LOS ORÍGENES DEL TURISMO (1886–1920) QR

 LOS ORÍGENES DEL TURISMO (1886–1920) QR

Enclavada a la vera de la laguna Epecuén, la localidad de Carhué comenzó a recibir visitantes atraídos por las propiedades medicinales de sus aguas a partir de 1899 con  de la llegada del Ferrocarril del Sud. Este hecho marcó el inicio de la actividad turística en el distrito. La afluencia de viajeros fue en aumento y se vio reforzada por la incorporación de nuevas líneas ferroviarias: el Ferrocarril Oeste en 1903 y el Ferrocarril Midland en 1911.

En esos primeros años, el confort era escaso. Las únicas instalaciones disponibles en la costa de la laguna eran rústicas carpas de lona montadas por hoteleros locales.

El creciente flujo de visitantes impulsó la transformación de antiguas fondas de campaña en hoteles, que comenzaron a ofrecer mejores servicios a los turistas provenientes de las ciudades.
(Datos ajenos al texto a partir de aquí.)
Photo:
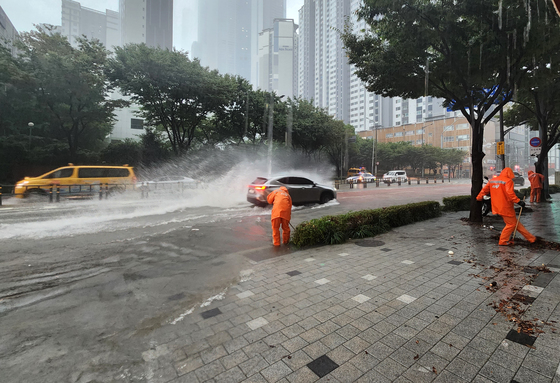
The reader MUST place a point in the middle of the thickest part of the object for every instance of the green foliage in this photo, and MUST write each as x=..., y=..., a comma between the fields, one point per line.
x=122, y=152
x=331, y=230
x=458, y=203
x=68, y=89
x=174, y=92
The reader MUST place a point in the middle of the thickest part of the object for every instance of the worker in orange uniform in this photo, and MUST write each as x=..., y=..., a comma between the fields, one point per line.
x=503, y=197
x=281, y=214
x=536, y=180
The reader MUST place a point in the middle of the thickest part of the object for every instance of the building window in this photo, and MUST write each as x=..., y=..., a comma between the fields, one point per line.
x=136, y=123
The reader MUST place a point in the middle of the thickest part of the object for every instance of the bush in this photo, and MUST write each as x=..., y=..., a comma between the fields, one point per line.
x=330, y=230
x=458, y=203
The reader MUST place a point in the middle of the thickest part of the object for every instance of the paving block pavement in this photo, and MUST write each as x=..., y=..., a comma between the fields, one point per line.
x=398, y=307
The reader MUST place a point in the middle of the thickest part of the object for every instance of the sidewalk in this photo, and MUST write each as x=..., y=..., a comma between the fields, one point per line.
x=395, y=308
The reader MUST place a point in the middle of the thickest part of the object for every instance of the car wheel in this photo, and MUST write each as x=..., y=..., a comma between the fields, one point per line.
x=326, y=197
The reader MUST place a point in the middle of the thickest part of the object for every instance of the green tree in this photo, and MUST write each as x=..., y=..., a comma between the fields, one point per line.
x=69, y=88
x=471, y=53
x=174, y=92
x=537, y=99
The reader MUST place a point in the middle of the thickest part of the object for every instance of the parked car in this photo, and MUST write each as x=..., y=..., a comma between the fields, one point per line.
x=361, y=177
x=169, y=183
x=77, y=180
x=302, y=190
x=395, y=176
x=354, y=172
x=517, y=178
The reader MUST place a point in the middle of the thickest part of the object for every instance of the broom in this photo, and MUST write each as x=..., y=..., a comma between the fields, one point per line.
x=517, y=224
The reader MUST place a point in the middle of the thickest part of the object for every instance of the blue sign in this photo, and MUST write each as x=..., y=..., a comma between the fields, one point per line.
x=535, y=142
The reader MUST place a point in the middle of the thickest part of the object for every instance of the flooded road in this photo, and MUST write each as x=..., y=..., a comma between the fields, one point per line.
x=86, y=286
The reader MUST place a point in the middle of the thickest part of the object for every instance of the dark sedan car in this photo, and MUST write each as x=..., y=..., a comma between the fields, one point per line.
x=302, y=190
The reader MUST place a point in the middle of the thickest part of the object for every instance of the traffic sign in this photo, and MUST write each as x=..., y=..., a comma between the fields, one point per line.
x=535, y=151
x=535, y=142
x=500, y=148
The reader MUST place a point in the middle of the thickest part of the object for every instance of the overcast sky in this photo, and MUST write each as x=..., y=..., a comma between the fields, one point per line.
x=24, y=13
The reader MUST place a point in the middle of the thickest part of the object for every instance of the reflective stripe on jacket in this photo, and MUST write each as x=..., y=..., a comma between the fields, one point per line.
x=281, y=203
x=502, y=193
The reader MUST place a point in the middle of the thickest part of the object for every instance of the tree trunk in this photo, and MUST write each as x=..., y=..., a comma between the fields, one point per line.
x=477, y=173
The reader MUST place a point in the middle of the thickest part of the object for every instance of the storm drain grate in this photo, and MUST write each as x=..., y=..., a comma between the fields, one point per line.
x=210, y=313
x=523, y=299
x=176, y=297
x=322, y=366
x=521, y=338
x=529, y=270
x=370, y=243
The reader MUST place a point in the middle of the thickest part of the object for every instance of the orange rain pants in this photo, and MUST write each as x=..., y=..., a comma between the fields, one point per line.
x=536, y=180
x=510, y=227
x=536, y=194
x=276, y=223
x=281, y=214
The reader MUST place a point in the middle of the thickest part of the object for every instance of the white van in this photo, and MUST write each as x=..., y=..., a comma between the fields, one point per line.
x=395, y=176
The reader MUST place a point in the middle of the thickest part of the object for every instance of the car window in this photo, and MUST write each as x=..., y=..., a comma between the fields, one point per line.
x=301, y=181
x=116, y=172
x=259, y=181
x=62, y=173
x=90, y=173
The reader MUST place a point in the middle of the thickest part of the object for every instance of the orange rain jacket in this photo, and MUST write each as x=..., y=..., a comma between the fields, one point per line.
x=536, y=180
x=281, y=203
x=502, y=193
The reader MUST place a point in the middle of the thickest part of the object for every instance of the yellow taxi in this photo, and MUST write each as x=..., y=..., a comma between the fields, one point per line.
x=78, y=179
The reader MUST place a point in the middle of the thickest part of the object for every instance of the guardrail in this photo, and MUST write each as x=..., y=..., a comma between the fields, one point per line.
x=378, y=181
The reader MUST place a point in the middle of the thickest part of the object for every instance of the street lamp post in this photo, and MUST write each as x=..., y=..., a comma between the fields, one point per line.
x=31, y=125
x=373, y=145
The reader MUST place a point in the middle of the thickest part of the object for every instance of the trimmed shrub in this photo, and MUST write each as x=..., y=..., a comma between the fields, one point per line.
x=458, y=203
x=330, y=230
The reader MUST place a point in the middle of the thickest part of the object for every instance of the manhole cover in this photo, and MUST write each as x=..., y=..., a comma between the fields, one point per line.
x=370, y=243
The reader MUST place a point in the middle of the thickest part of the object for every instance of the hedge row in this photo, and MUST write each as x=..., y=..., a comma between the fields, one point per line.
x=335, y=229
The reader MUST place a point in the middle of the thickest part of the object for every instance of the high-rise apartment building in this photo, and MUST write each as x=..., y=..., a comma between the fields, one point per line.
x=147, y=21
x=228, y=33
x=325, y=76
x=277, y=53
x=324, y=73
x=8, y=33
x=78, y=21
x=306, y=51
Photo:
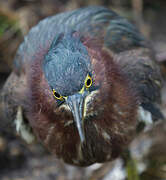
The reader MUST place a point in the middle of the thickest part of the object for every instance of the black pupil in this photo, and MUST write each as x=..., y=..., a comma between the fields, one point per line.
x=57, y=95
x=88, y=82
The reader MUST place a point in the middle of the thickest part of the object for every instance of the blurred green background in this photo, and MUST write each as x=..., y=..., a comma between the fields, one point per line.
x=19, y=162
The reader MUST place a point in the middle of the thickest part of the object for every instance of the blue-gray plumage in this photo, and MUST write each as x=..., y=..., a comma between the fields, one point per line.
x=83, y=81
x=66, y=64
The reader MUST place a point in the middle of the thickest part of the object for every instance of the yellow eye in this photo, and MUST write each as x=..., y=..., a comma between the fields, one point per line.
x=88, y=82
x=57, y=95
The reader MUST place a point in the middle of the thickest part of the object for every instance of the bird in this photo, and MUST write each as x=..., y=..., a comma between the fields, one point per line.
x=82, y=83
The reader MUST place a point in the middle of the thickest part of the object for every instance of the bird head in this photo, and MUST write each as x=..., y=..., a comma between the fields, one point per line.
x=81, y=105
x=68, y=71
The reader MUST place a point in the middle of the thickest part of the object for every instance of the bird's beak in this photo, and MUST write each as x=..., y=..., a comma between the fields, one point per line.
x=76, y=105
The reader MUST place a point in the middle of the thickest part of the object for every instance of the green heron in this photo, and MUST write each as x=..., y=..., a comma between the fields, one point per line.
x=82, y=81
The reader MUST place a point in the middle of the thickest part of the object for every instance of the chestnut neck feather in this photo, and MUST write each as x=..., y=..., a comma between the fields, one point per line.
x=115, y=99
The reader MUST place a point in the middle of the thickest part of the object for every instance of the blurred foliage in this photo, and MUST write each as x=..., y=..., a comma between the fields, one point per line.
x=17, y=162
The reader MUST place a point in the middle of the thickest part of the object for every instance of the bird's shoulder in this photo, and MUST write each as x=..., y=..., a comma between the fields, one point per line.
x=93, y=21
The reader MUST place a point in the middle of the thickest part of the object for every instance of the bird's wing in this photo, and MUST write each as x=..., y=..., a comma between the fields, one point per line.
x=120, y=37
x=93, y=21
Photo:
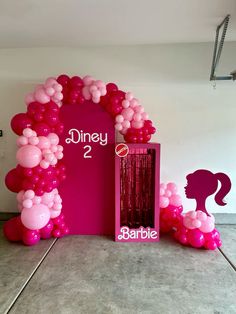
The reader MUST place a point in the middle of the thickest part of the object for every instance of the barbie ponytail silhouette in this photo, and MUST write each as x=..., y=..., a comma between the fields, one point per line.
x=203, y=183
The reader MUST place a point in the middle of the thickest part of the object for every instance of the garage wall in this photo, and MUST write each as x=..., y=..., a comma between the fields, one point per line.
x=196, y=123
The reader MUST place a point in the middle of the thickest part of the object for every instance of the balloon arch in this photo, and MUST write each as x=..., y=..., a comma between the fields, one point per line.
x=40, y=167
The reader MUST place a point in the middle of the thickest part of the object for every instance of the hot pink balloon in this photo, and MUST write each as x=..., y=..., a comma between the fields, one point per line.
x=29, y=156
x=164, y=202
x=176, y=200
x=36, y=217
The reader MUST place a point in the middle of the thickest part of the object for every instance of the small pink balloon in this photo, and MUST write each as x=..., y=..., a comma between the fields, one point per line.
x=119, y=118
x=172, y=187
x=208, y=225
x=29, y=156
x=53, y=138
x=137, y=117
x=176, y=200
x=22, y=140
x=129, y=96
x=50, y=91
x=41, y=96
x=127, y=114
x=187, y=222
x=164, y=202
x=196, y=223
x=167, y=193
x=27, y=203
x=137, y=124
x=125, y=103
x=36, y=217
x=44, y=142
x=29, y=194
x=162, y=192
x=126, y=124
x=29, y=98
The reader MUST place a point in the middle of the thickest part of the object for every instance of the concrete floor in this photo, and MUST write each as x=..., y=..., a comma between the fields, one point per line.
x=90, y=274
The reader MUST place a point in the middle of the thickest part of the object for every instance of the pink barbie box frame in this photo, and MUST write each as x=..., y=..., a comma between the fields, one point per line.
x=139, y=234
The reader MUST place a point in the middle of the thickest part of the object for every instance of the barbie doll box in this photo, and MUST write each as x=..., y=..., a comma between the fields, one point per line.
x=137, y=176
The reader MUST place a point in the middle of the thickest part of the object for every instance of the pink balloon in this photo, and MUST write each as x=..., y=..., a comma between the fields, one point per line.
x=41, y=96
x=12, y=229
x=29, y=156
x=196, y=238
x=164, y=202
x=208, y=225
x=30, y=237
x=172, y=187
x=176, y=200
x=127, y=114
x=36, y=217
x=137, y=124
x=44, y=142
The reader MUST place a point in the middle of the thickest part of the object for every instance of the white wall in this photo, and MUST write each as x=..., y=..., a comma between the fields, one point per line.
x=196, y=124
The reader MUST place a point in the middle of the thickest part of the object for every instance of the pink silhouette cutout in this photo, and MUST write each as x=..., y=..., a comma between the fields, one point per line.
x=203, y=183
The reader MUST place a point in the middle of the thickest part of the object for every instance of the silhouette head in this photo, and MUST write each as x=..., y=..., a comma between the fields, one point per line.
x=203, y=183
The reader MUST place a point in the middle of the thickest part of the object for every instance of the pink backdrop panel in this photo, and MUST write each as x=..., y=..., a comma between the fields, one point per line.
x=88, y=191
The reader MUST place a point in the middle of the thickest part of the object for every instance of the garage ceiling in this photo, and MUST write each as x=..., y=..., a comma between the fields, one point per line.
x=33, y=23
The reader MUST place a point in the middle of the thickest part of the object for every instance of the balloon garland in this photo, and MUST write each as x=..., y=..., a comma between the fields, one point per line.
x=40, y=167
x=193, y=228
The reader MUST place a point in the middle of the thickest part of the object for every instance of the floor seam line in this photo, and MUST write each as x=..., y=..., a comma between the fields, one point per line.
x=30, y=277
x=227, y=259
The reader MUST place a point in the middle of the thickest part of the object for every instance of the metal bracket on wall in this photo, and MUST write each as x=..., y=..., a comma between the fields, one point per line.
x=218, y=47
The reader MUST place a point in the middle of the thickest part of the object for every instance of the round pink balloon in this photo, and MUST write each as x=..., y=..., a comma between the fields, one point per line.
x=164, y=202
x=29, y=156
x=36, y=217
x=176, y=200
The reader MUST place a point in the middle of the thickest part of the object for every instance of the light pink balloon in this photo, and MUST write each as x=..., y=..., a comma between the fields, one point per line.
x=88, y=80
x=126, y=124
x=201, y=215
x=22, y=140
x=137, y=117
x=125, y=103
x=167, y=193
x=176, y=200
x=44, y=142
x=196, y=223
x=172, y=187
x=53, y=138
x=119, y=118
x=137, y=124
x=187, y=221
x=164, y=202
x=29, y=98
x=50, y=91
x=36, y=217
x=29, y=156
x=127, y=114
x=29, y=194
x=54, y=213
x=208, y=225
x=129, y=96
x=41, y=96
x=145, y=116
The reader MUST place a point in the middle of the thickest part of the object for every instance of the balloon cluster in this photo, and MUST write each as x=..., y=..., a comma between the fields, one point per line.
x=38, y=150
x=39, y=170
x=195, y=237
x=130, y=118
x=38, y=179
x=170, y=207
x=14, y=230
x=43, y=93
x=42, y=118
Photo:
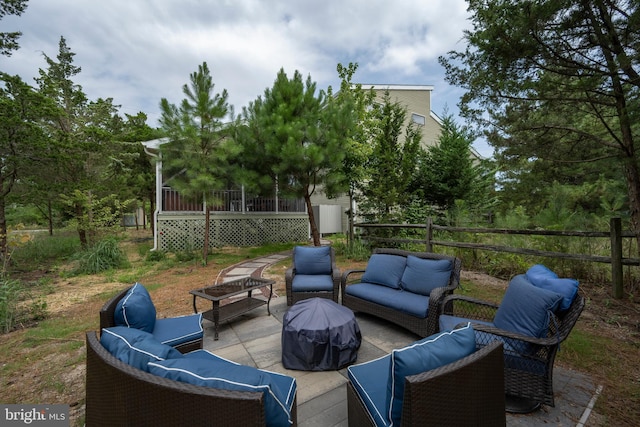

LA PRIMERA CONCESIÓN MINERA

El primer análisis químico relevante de sus aguas fue realizado en 1886 por el químico italiano, radicado en Capital Federal, Roberto Boussu, a pedido de don Pedro Fino, empresario local y propietario del Molino Carhué. En un contexto de fuerte crecimiento poblacional e inmigratorio, y con la tierra concentrada en pocas manos, la explotación del recurso mineral surgía como una alternativa económica viable.

Boussu destacó la extraordinaria riqueza mineral de la laguna, aunque reconoció que las condiciones para su aprovechamiento eran limitadas debido a la falta de un ferrocarril.

Debido a la notoriedad que estaba alcanzando la laguna Epecuen y sus baños, en 1908, el Estado provincial envió una comitiva científica integrada por destacados especialistas, entre ellos los doctores Silvio Dessy, F. Malenchini, L. Mosna y J. V. Garat, quienes confirmaron las excelentes propiedades terapéuticas de las aguas.

Este aval científico despertó fuertes intereses comerciales. En 1909 parte de estos científicos constituyeron la sociedad “Minas Epecuén”, que obtuvo permisos de explotación minera por 99 años, dando inicio a una extensa historia de aprovechamiento del recurso mineral de la laguna. Se fabricaban y vendían sales, fangos para tratamiento o simplemente sulfato de sodio para uso industrial. Fue un punto de inflexión desde lo turístico.

CARHUE CRECE

Así se fue consolidando una planta hotelera más ambiciosa. Surgieron nuevos establecimientos como el Hotel Roma (1895) y el Gloria Hotel (1909), que combinaban alojamiento, salones sociales e incluso salas de cine. Algunos hoteles se modernizaron y otros nacieron ante la demanda: Del Horizonte(1884), El Argentino(1885), Francés Hotel (1904), Americano(1917) y París(1913), entre muchos más, atendiendo tanto a visitantes ocasionales como a quienes llegaban por razones terapéuticas.

El incremento del turismo obligó a ampliar los servicios complementarios: traslados a la laguna, “taxis” improvisados y mejoras en la infraestructura para atender las temporadas altas de diciembre a marzo. .

Sin embargo, la experiencia cotidiana del bañista seguía siendo incómoda. A sus dolencias se sumaba el traslado de más de ocho kilómetros hasta la laguna, en vehículos adaptados y por caminos polvorientos. Al llegar, la costa ofrecía escasos refugios y ninguna infraestructura adecuada, repitiéndose esta rutina mañana y tarde durante varios días.

Pese a esto, la oferta de alojamiento y los turistas habían evolucionado notablemente, lo que despertó el interés de inversores.

EL NACIMIENTO DE EPECUÉN

Hacia 1920, don Arturo D. Vatteone vislumbró el potencial turístico y comercial de la laguna. Un factor decisivo fue el climático: tras varios años de lluvias excepcionales (1914, 1915 y 1919), el nivel de la laguna aumentó, mejorando las condiciones para el baño y consolidando la idea de Epecuén como un balneario no solo para enfermos, sino también como destino turístico termal.

Vatteone conformó una sociedad anónima y reunió el capital necesario para construir el primer espigón de madera, junto con vestuarios y duchas, en una zona donde el agua tardaba en retirarse. La empresa fue denominada “Balneario y Termas Mar de Epecuén” y, tras un intenso trabajo, el 23 de enero de 1921 quedaba habilitada la rambla con servicios básicos.

Esta fecha es considerada hoy como fundacional del pueblo de Epecuén. A partir de entonces se iniciará una puja de intereses que tendrá a Epecuén como claro victorioso, alcanzado en 1970 las 5000 plazas hoteleras y la desaparición de la actividad en Carhué.